As I watched the dark cello playing violence of Todd Phillips' Joker unfold, I rode with it mostly because I followed it as the story of how Batman's Joker became the messed up criminal that he is - taunted since youth, suffering from mental illness real or prescription drug exacerbated, driven by society to the fringes of darkness, yes, it all made sense. Joker as victim who turns on society.

But then it turns out that Joker, with his truncated name same as The Bat became Batman in Batman Begin, might have nothing to do with The Joker of Batman, at least according to hints dropped by too talkative director Todd Phillips who couldn't just leave things alone for viewers to figure out on their own, a la David Chase and his refusal to nail down the ending of The Sopranos. Why couldn't Phillips, too, just keep his mouth shut and not try to explain things too closely? Did he have to tell us that this Joker might not even be The Joker?
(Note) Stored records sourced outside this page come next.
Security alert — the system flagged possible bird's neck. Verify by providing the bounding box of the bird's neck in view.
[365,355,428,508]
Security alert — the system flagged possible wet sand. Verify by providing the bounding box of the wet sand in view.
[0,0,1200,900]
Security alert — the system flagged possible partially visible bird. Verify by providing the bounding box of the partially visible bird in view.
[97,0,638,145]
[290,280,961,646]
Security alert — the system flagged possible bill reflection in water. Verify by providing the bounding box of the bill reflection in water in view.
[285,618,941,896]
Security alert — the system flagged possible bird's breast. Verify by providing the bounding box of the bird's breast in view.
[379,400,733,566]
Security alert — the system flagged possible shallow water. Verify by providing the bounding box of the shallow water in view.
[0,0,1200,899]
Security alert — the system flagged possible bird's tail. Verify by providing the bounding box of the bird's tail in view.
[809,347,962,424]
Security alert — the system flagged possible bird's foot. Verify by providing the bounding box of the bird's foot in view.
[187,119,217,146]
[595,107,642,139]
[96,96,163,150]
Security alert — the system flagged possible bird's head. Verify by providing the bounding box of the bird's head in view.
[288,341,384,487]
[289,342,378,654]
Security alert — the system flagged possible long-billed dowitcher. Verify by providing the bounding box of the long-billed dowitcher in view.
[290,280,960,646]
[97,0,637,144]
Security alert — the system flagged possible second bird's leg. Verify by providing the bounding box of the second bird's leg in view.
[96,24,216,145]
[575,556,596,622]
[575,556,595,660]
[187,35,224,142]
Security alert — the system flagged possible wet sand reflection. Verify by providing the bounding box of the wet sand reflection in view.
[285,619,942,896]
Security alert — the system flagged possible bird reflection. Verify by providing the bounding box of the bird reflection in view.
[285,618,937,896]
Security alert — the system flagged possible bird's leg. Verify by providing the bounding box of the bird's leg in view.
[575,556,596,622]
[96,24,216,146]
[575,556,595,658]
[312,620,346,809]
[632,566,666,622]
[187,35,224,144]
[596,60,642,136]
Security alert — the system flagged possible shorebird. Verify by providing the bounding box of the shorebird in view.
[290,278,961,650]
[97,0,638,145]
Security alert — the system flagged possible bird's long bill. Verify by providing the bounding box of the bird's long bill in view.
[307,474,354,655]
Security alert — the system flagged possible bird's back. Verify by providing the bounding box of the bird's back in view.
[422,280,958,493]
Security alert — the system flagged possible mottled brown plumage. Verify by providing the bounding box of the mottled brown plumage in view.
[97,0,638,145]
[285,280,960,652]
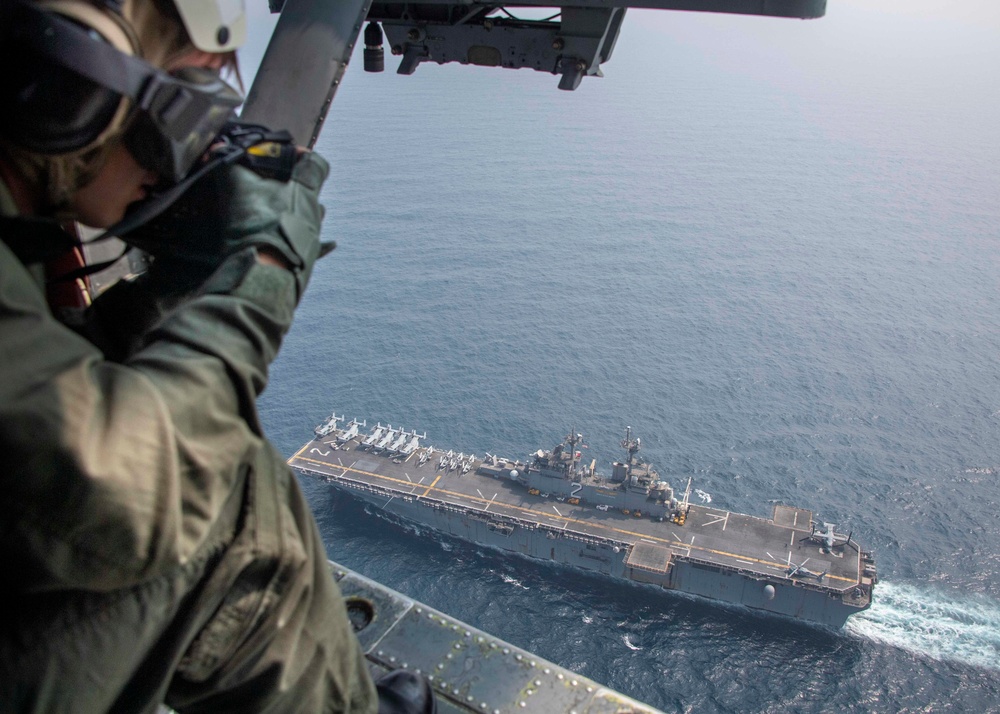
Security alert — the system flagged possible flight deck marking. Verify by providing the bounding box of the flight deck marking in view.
[289,456,857,584]
[421,474,441,498]
[701,513,729,530]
What are we to think then of a movie set in Gotham City where Thomas Wayne is murdered same as in Batman Begins and other Batman movies - all drawn from the original comics - where the parallels are all there, and the obvious conclusion that this is a Redux of The Joker's story, turns out to be the wrong? So we suffered through all that gratuitous darkness and violence just to follow the story of some psychotic who isn't even a Marvel Comics character? In which case, largely a waste of time, in my opinion. If I wanted to watch a movie about some character who isn't even a Character, I'd do that, I wouldn't try to inject a Marvel Comics storyline into the movie.

And this is why, if I haven't already been redundant enough, I feel like Joker becomes a bit of a letdown. I actually enjoyed my train of thought in explaining away The Joker's existence through the formative years expressed in this movie, and resented that the Director would try to jerk such thoughts and such an obvious interpretation away. If this guy isn't The Joker, who is?